It is the dream of all parents that their child should pursue a professional course in engineering or medicine, after passing the entrance examination. Yet, how many are able to achieve this, even if their child is gifted? This is where Dakshana Foundation comes in, to help gifted children from economically backward families.
Noor and Sadika, from a tiny village near Kargil in Jammu & Kashmir, are examples. From a village with no electricity or hospital within a radius of 15km, the two girls were given a one-year scholarship to study at Pune and prepare for their medical entrance exams. They are the first from their village to be sent for further studies anywhere beyond Delhi and will be the first to attend medical college next year.
Dakshana Foundation was established by Mohnish Pabrai, investor and hedge fund manager, who made news in 2007, when he won a bid to have lunch with Warren Buffett. That money went to charity. A year earlier, Mr Pabrai had set up Dakshana with the objective of alleviating poverty through education. Dakshana’s mission is to focus on investing in the delivery of world-class education opportunities for exceptionally gifted children from impoverished rural backgrounds in India.
The inspiration for setting up Dakshana, for Mr Pabrai and his wife, Harina Kapoor, was the Ramanujan School of Mathematics at Patna (Bihar), founded by Anand Kumar, 33, a local mathematician, and Abhayanand, 52, Patna’s deputy director-general of police and a lover of physics.
In 2006, Dakshana signed a memorandum of understanding with the ministry of human resources and development to prepare deserving, but disadvantaged, students from the 595+ Jawahar Navodaya Vidyalayas across India for the IIT entrance exams. Dakshana does this by offering a two-year scholarship to selected students after they complete class 10, while they are studying for their class 11th and 12th of the Central Board of Secondary Education course.
Since 2015, Dakshana has been offering one-year scholarships to help underprivileged students from state government schools, after class 12, to prepare for the JEE or medical entrance exams. During the year, all costs incurred for coaching, boarding and lodging, cost of books and cost of application forms, for each student, are borne by Dakshana. “The programme is absolutely free for beneficiaries,” says Sharmila Pai. The Foundation now has 400 Dakshana scholars undergoing training which is fully funded by Dakshana at six locations across India.

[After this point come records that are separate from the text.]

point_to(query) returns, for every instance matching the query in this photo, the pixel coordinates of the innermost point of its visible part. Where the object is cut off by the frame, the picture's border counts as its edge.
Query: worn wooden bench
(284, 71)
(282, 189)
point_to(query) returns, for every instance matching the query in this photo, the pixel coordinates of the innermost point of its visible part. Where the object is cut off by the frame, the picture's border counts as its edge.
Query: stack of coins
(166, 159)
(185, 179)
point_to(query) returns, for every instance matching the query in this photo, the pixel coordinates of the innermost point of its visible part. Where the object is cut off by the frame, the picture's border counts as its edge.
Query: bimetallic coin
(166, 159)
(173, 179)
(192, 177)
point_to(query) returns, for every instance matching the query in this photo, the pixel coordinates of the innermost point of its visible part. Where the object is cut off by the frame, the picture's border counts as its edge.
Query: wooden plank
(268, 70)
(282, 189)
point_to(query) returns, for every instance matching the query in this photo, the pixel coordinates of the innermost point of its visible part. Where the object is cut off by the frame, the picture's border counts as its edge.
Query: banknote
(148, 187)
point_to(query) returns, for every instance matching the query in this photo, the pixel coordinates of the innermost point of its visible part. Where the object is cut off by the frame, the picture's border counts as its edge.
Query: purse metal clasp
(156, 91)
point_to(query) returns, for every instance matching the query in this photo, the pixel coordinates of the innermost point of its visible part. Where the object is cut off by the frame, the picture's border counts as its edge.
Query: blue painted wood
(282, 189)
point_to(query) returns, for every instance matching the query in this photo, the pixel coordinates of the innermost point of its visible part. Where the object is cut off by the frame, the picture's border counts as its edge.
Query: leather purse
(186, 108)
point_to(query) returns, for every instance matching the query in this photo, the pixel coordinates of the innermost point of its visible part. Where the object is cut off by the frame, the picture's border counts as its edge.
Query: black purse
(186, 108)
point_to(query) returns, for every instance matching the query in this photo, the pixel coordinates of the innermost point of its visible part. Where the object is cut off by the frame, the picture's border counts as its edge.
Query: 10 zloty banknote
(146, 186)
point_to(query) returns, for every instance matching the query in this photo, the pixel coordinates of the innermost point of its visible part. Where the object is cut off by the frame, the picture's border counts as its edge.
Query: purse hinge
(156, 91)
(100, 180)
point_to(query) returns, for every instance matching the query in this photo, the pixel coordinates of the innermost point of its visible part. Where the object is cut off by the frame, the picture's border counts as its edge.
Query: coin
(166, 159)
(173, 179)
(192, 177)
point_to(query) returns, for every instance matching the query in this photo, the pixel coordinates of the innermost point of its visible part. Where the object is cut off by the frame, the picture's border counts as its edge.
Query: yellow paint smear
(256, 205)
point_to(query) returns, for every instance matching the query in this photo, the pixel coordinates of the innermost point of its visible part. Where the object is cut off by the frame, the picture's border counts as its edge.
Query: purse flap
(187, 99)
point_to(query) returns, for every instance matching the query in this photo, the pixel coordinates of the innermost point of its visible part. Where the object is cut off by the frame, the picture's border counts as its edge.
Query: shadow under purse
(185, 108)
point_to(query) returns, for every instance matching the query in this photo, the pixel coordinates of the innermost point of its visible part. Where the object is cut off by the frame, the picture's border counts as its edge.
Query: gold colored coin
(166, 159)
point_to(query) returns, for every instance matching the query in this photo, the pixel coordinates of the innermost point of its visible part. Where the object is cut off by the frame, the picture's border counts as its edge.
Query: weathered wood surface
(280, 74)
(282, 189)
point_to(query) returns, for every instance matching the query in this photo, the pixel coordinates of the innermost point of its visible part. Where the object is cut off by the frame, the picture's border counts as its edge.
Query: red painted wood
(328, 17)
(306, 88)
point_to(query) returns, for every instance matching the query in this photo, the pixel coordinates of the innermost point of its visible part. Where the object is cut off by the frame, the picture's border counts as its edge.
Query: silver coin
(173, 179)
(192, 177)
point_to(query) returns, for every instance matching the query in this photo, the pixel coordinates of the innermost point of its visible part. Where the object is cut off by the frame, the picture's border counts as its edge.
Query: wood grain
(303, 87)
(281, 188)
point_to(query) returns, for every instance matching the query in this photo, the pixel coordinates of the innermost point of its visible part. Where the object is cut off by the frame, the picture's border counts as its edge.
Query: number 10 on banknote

Dakshana’s track-record of results has been excellent. “A total 1,100 of 2,044 Dakshana-sponsored underprivileged scholars, have been accepted by IITs and another 800 to NITs; an aggregate acceptance rate of 51% at IIT-JEE over the past eight years,” says Sharmila Pai, chief operating officer of Dakshana Foundation.
Dakshana is headquartered at Kadus Village, Pune. The entire operation is headed by an army veteran, colonel Ram Kumar Sharma, who has fought the three wars for India. At 76 years, colonel Sharma runs Dakshana like a young, vibrant CEO of a multinational conglomerate. He brings with him the vast experience of managing a large operation with ease and success. Fondly known as ‘Dadaji’ by the scholars at all Dakshana Centres of Excellence, colonel Sharma is a philanthropist in the true sense as he works full-time for Dakshana for a remuneration of one rupee a year.
Dakshana’s team comprises mainly its alumni who have been beneficiaries and have graduated as engineers but have decided to come back and serve Dakshana as Fellows. Heading the team is commander Arun Mishra (chief administrative officer) with 20 years’ experience in the Indian Navy. He runs the Dakshana administration as a ship that is sailing smoothly towards success. All donations to Dakshana are exempt under Section 80-G of the Income-tax Act.